Outside, the two Irishmen watched the flames rising higher. 
“Crazy fucker right roasted himself!” Fagan said, laughing. “I mean, wot ’a ting!”
O’Daly was in no mood for Fagan’s quips. 
“Shut it, Fagan. Get back to camp and give the paper to Quinn afore the whole town wakes.” He grabbed Fagan’s arm. “No booze, you hear me? And don’t you be doin’ something daft. You’ll feel the love from my shillelagh as right as that arse Jeckell did. Now move!”
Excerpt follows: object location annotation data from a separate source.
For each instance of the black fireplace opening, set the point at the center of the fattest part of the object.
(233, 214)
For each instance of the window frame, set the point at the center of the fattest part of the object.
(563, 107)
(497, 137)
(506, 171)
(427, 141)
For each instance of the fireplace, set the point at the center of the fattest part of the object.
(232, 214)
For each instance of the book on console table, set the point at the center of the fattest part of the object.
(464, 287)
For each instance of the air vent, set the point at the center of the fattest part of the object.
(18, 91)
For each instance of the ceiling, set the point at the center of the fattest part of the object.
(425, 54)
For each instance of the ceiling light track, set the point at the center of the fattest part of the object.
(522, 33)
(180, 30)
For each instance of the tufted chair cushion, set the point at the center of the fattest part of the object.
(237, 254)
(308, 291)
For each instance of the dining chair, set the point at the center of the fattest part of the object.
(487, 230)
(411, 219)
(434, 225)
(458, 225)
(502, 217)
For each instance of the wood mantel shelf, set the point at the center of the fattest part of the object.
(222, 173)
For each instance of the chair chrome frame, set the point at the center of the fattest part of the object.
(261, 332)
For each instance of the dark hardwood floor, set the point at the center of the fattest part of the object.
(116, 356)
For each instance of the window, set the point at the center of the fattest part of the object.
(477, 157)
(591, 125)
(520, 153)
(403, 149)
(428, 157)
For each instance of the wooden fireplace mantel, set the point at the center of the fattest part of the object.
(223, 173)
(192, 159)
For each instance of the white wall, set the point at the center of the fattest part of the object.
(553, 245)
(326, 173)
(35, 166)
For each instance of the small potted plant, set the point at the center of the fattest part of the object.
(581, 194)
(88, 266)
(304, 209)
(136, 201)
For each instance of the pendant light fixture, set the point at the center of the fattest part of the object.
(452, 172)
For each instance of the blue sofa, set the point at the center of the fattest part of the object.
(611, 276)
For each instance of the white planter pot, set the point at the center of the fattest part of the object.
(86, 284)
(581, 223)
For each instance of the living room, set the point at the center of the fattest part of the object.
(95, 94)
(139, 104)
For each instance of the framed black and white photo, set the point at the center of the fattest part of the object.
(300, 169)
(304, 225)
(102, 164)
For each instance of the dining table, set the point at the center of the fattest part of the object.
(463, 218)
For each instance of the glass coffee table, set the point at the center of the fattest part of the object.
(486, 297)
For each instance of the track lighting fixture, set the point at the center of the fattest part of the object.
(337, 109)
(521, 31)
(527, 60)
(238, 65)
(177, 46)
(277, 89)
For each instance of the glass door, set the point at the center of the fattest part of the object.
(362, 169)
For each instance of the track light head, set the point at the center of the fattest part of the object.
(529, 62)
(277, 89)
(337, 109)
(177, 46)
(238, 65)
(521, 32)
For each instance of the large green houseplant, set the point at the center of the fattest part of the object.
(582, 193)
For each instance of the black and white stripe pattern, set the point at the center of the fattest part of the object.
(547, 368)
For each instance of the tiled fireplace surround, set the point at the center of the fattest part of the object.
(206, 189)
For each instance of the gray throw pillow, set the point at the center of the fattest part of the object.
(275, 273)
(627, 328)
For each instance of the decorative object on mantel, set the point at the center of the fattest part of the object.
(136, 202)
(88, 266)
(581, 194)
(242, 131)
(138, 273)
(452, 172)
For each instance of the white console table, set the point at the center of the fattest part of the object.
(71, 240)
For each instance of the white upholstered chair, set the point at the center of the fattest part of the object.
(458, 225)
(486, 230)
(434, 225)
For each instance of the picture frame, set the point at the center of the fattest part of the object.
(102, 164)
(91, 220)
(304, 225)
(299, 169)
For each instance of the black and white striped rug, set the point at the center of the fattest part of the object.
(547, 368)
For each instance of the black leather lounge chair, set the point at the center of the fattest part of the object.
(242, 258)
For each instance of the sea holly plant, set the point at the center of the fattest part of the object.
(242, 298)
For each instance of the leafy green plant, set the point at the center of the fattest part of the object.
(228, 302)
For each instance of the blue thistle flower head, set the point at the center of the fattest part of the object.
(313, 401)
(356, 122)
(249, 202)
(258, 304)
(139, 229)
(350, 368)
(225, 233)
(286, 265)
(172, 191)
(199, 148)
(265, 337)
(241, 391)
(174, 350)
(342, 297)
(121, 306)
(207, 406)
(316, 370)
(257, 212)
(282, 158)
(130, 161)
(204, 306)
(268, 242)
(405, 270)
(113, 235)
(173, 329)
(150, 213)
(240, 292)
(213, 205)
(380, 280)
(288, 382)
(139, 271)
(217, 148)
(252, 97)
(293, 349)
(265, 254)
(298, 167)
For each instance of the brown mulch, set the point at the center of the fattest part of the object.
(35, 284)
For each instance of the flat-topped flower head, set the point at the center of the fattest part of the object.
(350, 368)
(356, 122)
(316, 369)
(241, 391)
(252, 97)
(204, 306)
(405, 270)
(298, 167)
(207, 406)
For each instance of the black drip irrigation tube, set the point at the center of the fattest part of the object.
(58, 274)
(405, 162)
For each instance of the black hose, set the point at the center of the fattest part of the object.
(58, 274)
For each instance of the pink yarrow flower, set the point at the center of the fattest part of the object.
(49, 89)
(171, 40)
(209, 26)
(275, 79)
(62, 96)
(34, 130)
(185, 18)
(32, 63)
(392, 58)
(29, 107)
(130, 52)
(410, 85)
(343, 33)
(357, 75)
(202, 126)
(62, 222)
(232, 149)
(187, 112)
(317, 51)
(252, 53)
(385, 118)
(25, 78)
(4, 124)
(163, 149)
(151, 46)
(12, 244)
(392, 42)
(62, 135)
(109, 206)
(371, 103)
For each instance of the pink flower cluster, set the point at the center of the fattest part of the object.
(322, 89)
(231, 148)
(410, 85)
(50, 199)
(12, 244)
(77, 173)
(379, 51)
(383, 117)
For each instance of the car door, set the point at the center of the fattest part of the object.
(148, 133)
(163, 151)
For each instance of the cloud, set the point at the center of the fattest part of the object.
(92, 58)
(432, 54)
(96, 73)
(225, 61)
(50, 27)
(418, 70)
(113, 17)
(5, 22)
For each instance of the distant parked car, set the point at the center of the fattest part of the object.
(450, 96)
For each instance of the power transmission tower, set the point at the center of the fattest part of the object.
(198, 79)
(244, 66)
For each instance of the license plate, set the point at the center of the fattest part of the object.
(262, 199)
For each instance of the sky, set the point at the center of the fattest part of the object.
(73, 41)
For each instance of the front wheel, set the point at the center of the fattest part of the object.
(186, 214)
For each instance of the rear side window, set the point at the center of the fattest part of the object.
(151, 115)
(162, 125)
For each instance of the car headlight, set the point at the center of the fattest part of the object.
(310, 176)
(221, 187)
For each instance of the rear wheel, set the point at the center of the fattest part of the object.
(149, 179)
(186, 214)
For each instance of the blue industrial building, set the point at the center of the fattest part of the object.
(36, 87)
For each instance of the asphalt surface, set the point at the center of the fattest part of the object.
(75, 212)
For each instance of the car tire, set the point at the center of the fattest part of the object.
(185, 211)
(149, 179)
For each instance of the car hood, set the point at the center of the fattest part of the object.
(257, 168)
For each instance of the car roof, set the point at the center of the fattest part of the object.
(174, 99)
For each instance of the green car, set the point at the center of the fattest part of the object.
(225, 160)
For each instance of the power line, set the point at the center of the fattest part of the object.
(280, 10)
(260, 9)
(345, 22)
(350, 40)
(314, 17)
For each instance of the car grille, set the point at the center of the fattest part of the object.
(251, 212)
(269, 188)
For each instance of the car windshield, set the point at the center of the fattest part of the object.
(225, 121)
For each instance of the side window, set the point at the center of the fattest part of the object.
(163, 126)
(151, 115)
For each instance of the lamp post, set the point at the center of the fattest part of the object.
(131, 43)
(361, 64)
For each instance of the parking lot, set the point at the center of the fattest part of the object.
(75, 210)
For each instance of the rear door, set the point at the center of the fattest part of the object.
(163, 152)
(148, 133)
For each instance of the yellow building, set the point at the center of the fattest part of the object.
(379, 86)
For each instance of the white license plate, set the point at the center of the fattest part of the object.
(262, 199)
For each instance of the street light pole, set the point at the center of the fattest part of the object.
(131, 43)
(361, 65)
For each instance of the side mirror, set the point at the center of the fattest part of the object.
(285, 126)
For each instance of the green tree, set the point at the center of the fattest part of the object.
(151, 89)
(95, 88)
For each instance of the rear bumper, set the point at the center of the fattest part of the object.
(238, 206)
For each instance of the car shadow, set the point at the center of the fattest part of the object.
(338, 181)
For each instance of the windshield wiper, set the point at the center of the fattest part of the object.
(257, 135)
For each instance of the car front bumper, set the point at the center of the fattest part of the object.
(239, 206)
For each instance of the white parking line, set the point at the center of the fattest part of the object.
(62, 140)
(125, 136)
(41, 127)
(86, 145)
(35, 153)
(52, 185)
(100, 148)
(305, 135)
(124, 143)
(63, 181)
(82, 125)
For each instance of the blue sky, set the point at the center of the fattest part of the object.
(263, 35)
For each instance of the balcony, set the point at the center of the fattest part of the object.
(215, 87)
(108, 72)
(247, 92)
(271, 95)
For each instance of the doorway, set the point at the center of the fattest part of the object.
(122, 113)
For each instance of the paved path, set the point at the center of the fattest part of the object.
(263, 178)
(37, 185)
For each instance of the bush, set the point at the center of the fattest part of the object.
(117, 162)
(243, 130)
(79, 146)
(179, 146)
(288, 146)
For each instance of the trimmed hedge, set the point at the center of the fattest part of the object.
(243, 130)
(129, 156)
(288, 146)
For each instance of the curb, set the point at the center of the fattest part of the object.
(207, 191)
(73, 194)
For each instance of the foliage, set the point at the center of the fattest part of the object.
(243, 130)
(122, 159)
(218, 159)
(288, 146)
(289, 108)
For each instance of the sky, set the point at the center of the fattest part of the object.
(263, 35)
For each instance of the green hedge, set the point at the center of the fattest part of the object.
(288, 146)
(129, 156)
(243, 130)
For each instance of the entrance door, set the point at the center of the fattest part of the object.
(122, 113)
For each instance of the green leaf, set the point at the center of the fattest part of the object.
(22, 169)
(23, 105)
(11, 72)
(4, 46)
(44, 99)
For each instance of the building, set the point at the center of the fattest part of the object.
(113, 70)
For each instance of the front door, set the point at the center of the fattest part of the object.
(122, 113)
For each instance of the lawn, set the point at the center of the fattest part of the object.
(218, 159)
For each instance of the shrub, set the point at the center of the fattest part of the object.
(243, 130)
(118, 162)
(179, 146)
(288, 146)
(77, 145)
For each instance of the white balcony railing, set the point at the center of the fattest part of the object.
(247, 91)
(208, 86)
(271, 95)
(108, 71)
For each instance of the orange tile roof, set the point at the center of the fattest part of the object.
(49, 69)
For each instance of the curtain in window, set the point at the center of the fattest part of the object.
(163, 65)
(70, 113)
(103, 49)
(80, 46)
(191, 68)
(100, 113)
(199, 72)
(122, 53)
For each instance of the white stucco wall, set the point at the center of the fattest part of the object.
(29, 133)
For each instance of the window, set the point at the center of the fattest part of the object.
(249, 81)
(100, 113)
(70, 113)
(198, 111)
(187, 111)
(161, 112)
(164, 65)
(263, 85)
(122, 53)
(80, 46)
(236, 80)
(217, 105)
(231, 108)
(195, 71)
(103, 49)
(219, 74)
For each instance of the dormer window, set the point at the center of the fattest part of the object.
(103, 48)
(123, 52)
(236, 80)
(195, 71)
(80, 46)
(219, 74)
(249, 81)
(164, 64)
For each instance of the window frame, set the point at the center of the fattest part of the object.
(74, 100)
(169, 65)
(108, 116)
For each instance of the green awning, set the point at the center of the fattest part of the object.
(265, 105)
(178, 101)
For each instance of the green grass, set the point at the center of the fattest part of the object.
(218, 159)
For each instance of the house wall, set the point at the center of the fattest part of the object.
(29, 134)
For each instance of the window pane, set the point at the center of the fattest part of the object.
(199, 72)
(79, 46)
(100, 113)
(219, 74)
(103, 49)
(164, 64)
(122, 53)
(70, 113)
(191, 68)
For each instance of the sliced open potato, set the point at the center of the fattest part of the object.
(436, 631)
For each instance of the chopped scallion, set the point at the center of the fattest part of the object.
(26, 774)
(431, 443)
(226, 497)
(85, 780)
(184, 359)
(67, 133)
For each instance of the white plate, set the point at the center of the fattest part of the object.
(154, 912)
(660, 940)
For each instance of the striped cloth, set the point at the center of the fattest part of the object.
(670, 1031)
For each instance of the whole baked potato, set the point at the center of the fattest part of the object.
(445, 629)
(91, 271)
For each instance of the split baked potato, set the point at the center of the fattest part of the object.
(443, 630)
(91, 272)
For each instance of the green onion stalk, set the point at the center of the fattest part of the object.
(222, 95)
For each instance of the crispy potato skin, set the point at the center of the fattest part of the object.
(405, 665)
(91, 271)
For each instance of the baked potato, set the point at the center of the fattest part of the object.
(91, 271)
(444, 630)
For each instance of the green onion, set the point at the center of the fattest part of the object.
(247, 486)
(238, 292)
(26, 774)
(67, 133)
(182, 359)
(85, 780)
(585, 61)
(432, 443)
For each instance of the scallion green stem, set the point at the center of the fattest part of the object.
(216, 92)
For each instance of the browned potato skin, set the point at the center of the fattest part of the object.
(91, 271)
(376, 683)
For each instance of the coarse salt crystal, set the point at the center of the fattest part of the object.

The crackling of timbers and the roar of the flames filled the night air. Fagan was long gone but O’Daly had loitered behind. The smoke and the sound of flames took him back to Ireland. It was going on twelve years since his wife, Sylvie died in County Cork. A fire had started in their home, he had panicked, running from room to room but the flames gradually smothered Sylvie’s screams.


He listened a moment longer, hearing the flames whisper the name of his love. In the darkness, a tear escaped and he gave into his grief, falling to his knees, begging to be forgiven for a loss he would blame himself for until the day he died.